Councillors praised the collective response of emergency workers during the recent rioting in Dublin but were were critical of policing levels in the city centre generally and in particular of the initial reaction of An Garda Síochána to, what was suggested, were clear indications of impending trouble after the knife attack on a number of young pupils at Gaelscoil Coláiste Mhuire in which a carer was also seriously injured.
“We just simply don’t have enough visible gardaí,” Independent councillor Cieran Perry told the meeting. “Garda management badly let down their own members but much more importantly, they are letting down communities.
“I think we’re all in agreement that the resources must be put in. The Commissioner either demands those resources or admits that he doesn’t have them but I find it really disingenuous of him to try and pretend that we have sufficient policing.
“I was in town on the Thursday evening and even I could see what was going to happen. If the initial unrest of as early as five o’clock that evening had been addressed, we wouldn’t have seen what we saw later. I’m absolutely convinced of that,” he said.

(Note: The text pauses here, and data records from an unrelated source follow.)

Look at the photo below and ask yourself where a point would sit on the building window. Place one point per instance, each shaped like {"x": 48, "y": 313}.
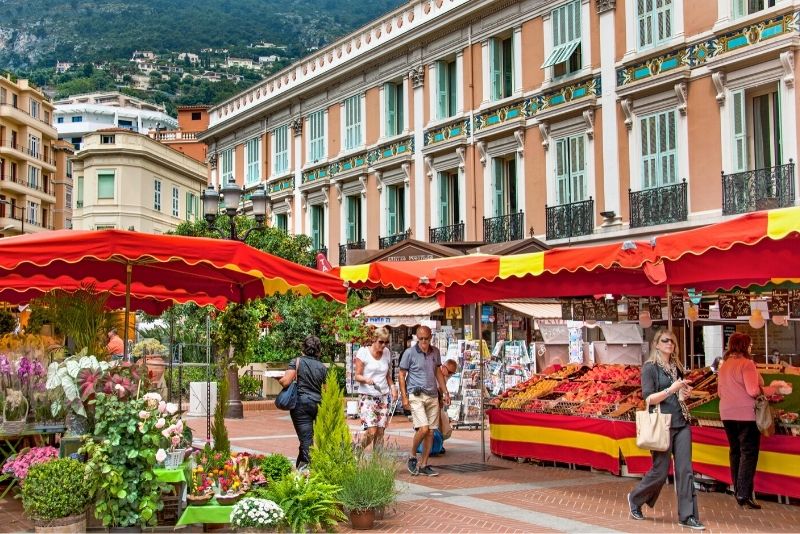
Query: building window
{"x": 105, "y": 185}
{"x": 192, "y": 206}
{"x": 352, "y": 122}
{"x": 746, "y": 7}
{"x": 79, "y": 193}
{"x": 282, "y": 222}
{"x": 353, "y": 219}
{"x": 316, "y": 136}
{"x": 446, "y": 89}
{"x": 570, "y": 171}
{"x": 659, "y": 149}
{"x": 504, "y": 186}
{"x": 393, "y": 108}
{"x": 501, "y": 67}
{"x": 655, "y": 22}
{"x": 317, "y": 227}
{"x": 175, "y": 199}
{"x": 280, "y": 147}
{"x": 395, "y": 209}
{"x": 252, "y": 150}
{"x": 565, "y": 58}
{"x": 448, "y": 199}
{"x": 226, "y": 164}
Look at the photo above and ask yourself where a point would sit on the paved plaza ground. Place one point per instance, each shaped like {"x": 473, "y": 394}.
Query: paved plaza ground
{"x": 510, "y": 497}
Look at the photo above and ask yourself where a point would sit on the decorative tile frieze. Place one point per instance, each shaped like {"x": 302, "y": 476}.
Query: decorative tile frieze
{"x": 453, "y": 130}
{"x": 697, "y": 54}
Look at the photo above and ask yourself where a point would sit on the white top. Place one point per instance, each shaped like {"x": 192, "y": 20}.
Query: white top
{"x": 375, "y": 370}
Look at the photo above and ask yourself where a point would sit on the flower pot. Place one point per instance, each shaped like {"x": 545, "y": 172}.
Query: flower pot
{"x": 70, "y": 525}
{"x": 362, "y": 519}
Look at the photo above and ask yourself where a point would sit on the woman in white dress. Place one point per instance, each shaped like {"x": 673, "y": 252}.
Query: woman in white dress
{"x": 374, "y": 377}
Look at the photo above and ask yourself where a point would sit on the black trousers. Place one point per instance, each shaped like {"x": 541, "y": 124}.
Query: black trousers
{"x": 744, "y": 440}
{"x": 303, "y": 417}
{"x": 649, "y": 488}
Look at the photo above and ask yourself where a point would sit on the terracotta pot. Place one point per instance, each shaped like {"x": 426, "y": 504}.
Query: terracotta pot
{"x": 362, "y": 519}
{"x": 70, "y": 525}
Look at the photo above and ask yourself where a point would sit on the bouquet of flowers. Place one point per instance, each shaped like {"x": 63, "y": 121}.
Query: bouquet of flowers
{"x": 18, "y": 465}
{"x": 256, "y": 513}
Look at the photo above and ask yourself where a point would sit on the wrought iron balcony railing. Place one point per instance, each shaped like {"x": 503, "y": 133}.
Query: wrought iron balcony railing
{"x": 452, "y": 233}
{"x": 760, "y": 189}
{"x": 389, "y": 240}
{"x": 343, "y": 248}
{"x": 570, "y": 220}
{"x": 659, "y": 205}
{"x": 503, "y": 228}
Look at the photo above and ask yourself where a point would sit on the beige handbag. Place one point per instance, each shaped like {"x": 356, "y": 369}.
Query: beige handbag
{"x": 652, "y": 429}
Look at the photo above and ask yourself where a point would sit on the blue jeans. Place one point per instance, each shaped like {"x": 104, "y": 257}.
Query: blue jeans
{"x": 303, "y": 417}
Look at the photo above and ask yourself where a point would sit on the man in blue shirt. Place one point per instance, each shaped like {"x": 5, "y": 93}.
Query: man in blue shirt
{"x": 421, "y": 380}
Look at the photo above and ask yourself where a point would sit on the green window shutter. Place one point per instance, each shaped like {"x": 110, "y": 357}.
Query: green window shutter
{"x": 562, "y": 172}
{"x": 499, "y": 188}
{"x": 442, "y": 87}
{"x": 444, "y": 184}
{"x": 495, "y": 68}
{"x": 390, "y": 108}
{"x": 649, "y": 151}
{"x": 739, "y": 131}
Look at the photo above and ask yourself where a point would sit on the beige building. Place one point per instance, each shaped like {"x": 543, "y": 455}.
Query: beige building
{"x": 129, "y": 181}
{"x": 488, "y": 121}
{"x": 34, "y": 173}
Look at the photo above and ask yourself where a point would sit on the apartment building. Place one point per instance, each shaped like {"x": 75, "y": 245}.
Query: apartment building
{"x": 34, "y": 172}
{"x": 79, "y": 115}
{"x": 490, "y": 121}
{"x": 129, "y": 181}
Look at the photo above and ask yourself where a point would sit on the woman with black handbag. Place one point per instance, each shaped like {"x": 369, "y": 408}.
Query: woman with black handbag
{"x": 310, "y": 374}
{"x": 739, "y": 385}
{"x": 663, "y": 385}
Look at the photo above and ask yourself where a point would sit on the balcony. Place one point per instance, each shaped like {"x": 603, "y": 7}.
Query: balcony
{"x": 760, "y": 189}
{"x": 503, "y": 228}
{"x": 388, "y": 241}
{"x": 453, "y": 233}
{"x": 570, "y": 220}
{"x": 343, "y": 248}
{"x": 660, "y": 205}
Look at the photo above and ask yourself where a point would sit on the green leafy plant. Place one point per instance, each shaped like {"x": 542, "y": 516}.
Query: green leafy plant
{"x": 250, "y": 387}
{"x": 275, "y": 466}
{"x": 56, "y": 489}
{"x": 332, "y": 452}
{"x": 370, "y": 484}
{"x": 123, "y": 451}
{"x": 308, "y": 503}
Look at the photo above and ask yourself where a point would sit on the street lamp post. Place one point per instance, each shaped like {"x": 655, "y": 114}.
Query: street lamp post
{"x": 231, "y": 196}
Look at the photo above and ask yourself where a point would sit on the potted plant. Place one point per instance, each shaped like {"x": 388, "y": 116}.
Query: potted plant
{"x": 255, "y": 515}
{"x": 56, "y": 494}
{"x": 368, "y": 487}
{"x": 150, "y": 351}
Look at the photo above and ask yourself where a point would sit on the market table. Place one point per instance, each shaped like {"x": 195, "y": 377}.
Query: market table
{"x": 600, "y": 444}
{"x": 208, "y": 513}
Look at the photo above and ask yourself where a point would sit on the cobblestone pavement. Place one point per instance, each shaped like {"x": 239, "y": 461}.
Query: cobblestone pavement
{"x": 509, "y": 497}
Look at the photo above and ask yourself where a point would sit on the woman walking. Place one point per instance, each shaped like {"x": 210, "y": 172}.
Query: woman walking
{"x": 311, "y": 374}
{"x": 374, "y": 377}
{"x": 739, "y": 385}
{"x": 663, "y": 385}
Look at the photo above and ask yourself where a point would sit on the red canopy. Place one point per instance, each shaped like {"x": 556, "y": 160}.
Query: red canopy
{"x": 174, "y": 267}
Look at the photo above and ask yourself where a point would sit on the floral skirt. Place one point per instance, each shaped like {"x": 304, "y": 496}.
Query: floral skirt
{"x": 374, "y": 411}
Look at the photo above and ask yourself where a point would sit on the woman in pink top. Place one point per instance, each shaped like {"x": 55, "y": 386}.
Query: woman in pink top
{"x": 739, "y": 384}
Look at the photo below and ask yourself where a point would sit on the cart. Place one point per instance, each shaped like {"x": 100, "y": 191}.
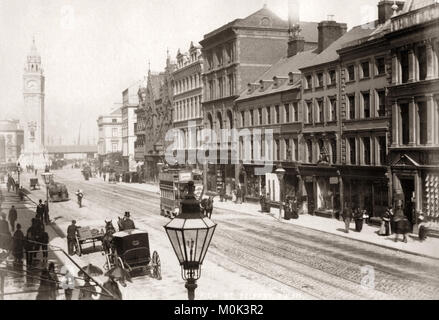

Sinn Féin’s Janice Boylan recalled having walked around the city centre recently for an hour without seeing a single garda on patrol. “That’s not something that we should accept. We absolutely should have the guards fully resourced, that there is enough for them walking up and down because they absolutely do make people feel safe.”
There were repeated tributes by members of the council to those who played a part in halting the original attack including school worker Leanne Flynn Keogh who was stabbed a number of times in the incident.
Lord Mayor, Daithí De Róiste described the events in Dublin city centre on the night as “disgusting” but said he believed “from seeing the worst of our city, we also saw the best of our city”.
Several councillors, however, spoke of the ongoing fear among members of migrant communities in the wake of the rioting and some of the racist attacks it included.
Máire Devine of Sinn Féin, a nurse herself, said she had been at a meeting where nurses who had come here to work from overseas said they were “terrified”.
“They stood at the bus stops that night on James’s Street and were absolutely lambasted with extreme hate. And we’re going around the world trying to recruit nurses because we don’t have enough workers here.”
She said they had spoken of working to save the lives of people who, it seemed, then wanted to take theirs.
Janet Horner, a Green Party councillor representing the north inner city, said almost half of her constituents were born outside Ireland.
“And the fear among those communities is huge. We have children not turning up for school. We have people scared to walk home after they finish their shifts. And I’ve heard of people been spat at, accosted on the streets in the last week.”
Separately, the councillors agreed a motion to overturn a decision made in November not to fly the Palestinian flag from above City Hall for a week as a display of solidarity with the people of Gaza.
The flag will due to be flown from Tuesday for seven days.